Assumptions are a risk! Without much context, we observed that the tools accept the metadata written in the descriptions as truth, which leads to their own assumptions, some of which are beneficial, while others are not. The trick is in the prompt we give to clarify those assumptions.

As an example:
One of the pods was failing because, as an environment variable, we set up (on purpose for testing) an ActiveMQ reference variable, while the platform is using RabbitMQ.
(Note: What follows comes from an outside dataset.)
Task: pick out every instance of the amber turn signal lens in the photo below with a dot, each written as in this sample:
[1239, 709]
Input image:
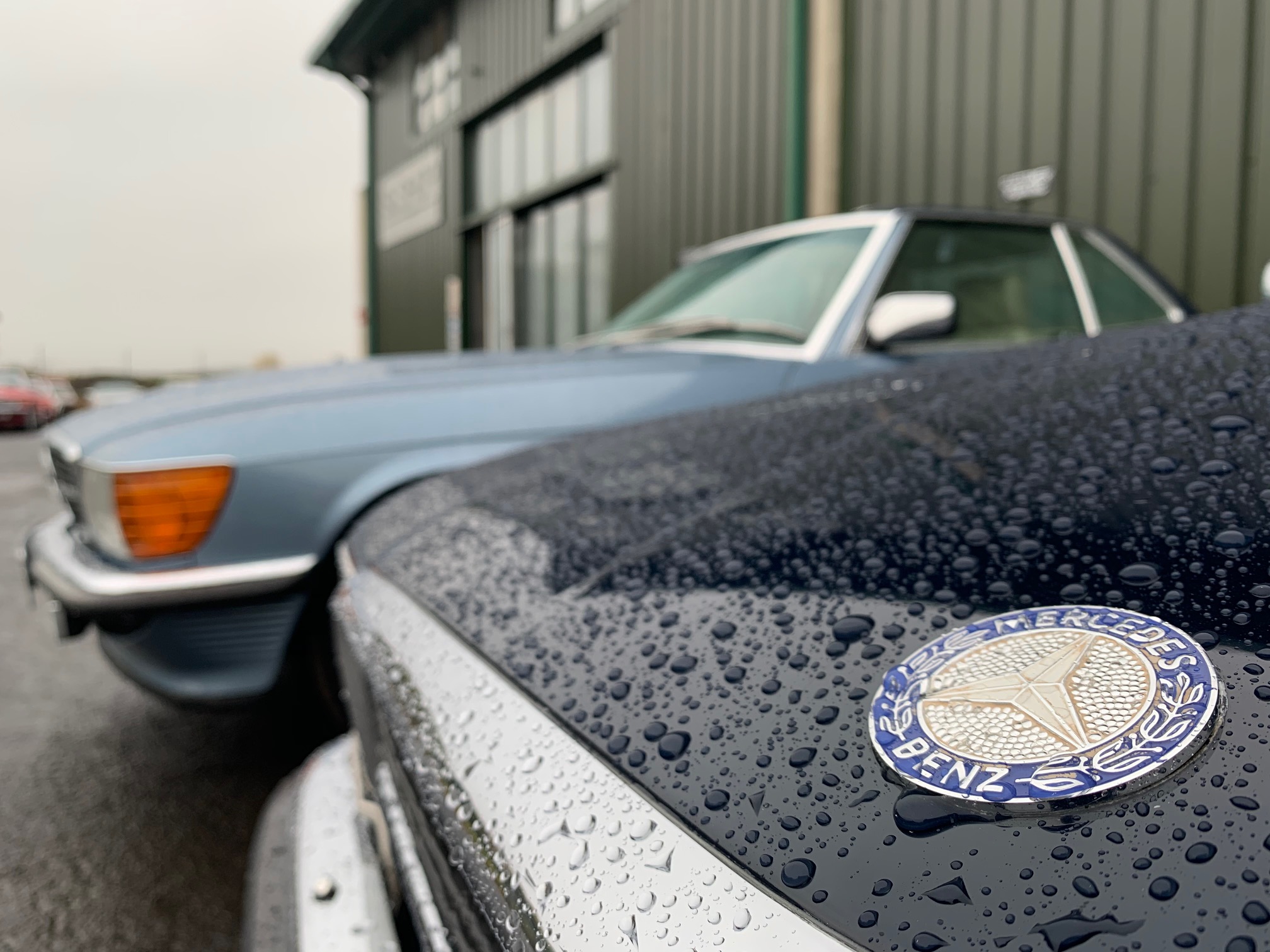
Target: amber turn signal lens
[169, 512]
And then, instead of using the second, it assumed that what needs to be done is to deploy ActiveMQ for the application. And as mentioned before, this was avoided and solved by providing the correct context in the prompt.

The Ugly

While trying to fix the issue, several requests were made that might not be necessary. A human would be able to detect such cases faster, or even the tool, once faced with a similar issue, learn from it and in the subsequent request not make the same mistake again.

As an example:
While solving issue one, it detected that the pod was having a problem. It first checked the pod with a get command, to later understand that a describe command was needed. On the second issue, the same applied. For the third time, I expected the describe command to be the first one tried, but it still kept the process, even though the get command didn't provide anything useful.

This might be because it still needs more iterations and use on the tasks for the learning to happen, but still, it's something to consider: It will take time to adjust to the current context of the project.

Final Thoughts

Even if this sample scenario is quite basic, we hope it will help other teams to be onboarded on this new way of doing troubleshooting.

As AI continues to evolve, now is the perfect time to become familiar with it and explore how it can support our projects.

By being careful with the information we share with it, and also, considering the kind of setup we use (some projects might prefer to use their own models, rather than use the ones provided by Bedrock, for example), it can give us a lot of advantages, like

Saving a lot of time that we can use for other tasks (like designing, supervising, and meetings)
Automate tasks and focus on what really brings value to our project

One of the following steps is this second point, where the use of AI Agents will be the focus of our knowledge gathering, and later shared in a post.